The best of both worlds: Spiceworld and Narnia

Today’s Sun says that for the very first time Alex Salmond has admitted that independence won’t be easy and that we won’t have magic taps running fresh water, whisky and oil.  “Was that really so difficult, First Minister?” the leader asks.

As Wings Over Scotland points out, it wasn’t difficult – and wasn’t difficult  when he said the same thing publicly in June 2013, in January 2014 and in June 2014.

It probably sounds like a minor thing, but it’s characteristic of something that’s really shaken my faith in journalism in general over the last couple of years: we’re being told stuff that simply isn’t true and that doesn’t stand up to the slightest bit of fact-checking. It’s not just the tabloids, either.

If the papers can’t be straight about very simple, well documented and easily verifiable pieces of information, how can you trust them on the more important issues?

It’s hard to quibble with Stuart Campbell when he says:

this stuff isn’t (just) cheap, snarky point-scoring about the stupefying incompetence of other journalists. It’s about the people of Scotland being fed a completely false narrative about a dishonest, shifty First Minister who promises the Earth and refuses to acknowledge any possible problems.

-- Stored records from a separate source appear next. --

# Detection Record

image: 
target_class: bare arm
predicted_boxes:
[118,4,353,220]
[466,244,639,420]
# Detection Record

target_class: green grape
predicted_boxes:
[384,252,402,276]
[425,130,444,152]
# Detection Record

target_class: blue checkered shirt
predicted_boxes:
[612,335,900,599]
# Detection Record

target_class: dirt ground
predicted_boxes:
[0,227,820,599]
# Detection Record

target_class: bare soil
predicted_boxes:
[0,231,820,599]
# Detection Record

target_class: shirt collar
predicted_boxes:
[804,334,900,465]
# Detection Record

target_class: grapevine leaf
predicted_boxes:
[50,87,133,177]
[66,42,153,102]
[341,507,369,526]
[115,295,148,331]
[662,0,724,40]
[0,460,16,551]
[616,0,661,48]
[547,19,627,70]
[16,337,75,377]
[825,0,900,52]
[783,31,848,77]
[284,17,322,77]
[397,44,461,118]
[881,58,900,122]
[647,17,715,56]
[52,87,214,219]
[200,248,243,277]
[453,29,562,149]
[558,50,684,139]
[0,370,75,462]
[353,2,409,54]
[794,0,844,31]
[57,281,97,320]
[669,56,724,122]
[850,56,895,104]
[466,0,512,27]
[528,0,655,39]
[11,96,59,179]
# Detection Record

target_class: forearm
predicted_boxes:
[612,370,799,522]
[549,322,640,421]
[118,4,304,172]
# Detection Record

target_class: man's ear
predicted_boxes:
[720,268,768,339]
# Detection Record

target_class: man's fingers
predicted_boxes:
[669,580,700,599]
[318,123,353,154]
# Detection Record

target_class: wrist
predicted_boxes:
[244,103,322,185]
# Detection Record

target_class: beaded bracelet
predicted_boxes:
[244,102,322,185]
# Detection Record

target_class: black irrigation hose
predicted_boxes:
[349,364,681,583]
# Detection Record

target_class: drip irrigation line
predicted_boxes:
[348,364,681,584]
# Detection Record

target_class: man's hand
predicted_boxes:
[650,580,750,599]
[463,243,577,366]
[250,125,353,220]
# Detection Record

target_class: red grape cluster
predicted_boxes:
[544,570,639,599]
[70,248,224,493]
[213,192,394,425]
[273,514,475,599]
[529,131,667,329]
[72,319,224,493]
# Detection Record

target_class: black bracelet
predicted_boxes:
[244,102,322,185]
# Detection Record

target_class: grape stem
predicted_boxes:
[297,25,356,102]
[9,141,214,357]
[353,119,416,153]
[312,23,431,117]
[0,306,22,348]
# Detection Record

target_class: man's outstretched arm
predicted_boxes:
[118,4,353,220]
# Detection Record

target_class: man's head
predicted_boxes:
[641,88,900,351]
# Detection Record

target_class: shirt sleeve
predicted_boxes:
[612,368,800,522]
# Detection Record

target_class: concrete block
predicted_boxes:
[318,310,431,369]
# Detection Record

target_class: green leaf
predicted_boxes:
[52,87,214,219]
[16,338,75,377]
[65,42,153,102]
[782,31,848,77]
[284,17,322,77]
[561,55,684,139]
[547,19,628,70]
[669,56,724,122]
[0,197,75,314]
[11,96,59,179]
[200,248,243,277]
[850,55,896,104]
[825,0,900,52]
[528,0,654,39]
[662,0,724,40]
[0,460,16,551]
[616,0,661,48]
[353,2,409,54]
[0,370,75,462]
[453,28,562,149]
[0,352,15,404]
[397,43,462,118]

Obviously I’m coming to this from the perspective of a (converted) Yes voter, but it’s very clear from conversations I’m having online and off that many people will be voting in part based on outright lies and some very carefully worded claims (so for example the Better Together literature points out that Scotland benefits from transplant deals with English hospitals, implying that independence will mean the end of such deals. It won’t).

I’m not naive. I know that political campaigning means lying, distortion, dog whistle issues and other unpalatable things. But journalism is supposed to counterbalance that, to investigate the claims, expose the falsehoods and to hold campaigners (on both sides) to account. Its number one purpose is to ensure that the electorate are well informed – and from where I’m sitting, much of the media appears to be doing quite the opposite.

Journalism is supposed to be part of the solution, but here in Scotland* it’s part of the problem.

* With some honourable exceptions, of course. 






0 responses to “The best of both worlds: Spiceworld and Narnia”

  1. Gary

    The Sun piece is interesting for another reason: a few Wings commenters believe it’s part of a shift that’ll see the Sun backing independence in the run-up to the referendum – something along the lines of “now that Salmond has listened to The Sun…”. It’ll be interesting if it does, because The Sun tends to wait until it thinks it knows the winner before giving it its full support.

  2. Roddy Scott

    If it is in the Sun then it has to be true!

    This type of journalism is exactly what you would expect from that rag. It will only get worse as they sit there and try and think up more of their ‘snappy’ headlines that are gobbled down by the brain dead.
    British journalism was once a respected institution but now it has become the mouth piece for those self-centered, self-opinionated, corrupt magnates who sponsor the Tory government.
    How often do you see their lurid headlines with their made up stories and when it comes to the truth they have no idea as to what it represents.
    The extreme bias shown by both the newspapers and teh television companies who lick Westminster arse is appalling and does not serve the public.
    News? What news?

  3. Gary

    I do wonder what the outcome of all of this will be, whatever the result. There are lots of people looking at traditional media and thinking “hang on…” The readership figures for online media are staggering. Love it or hate it, Wings is doing massive numbers right now.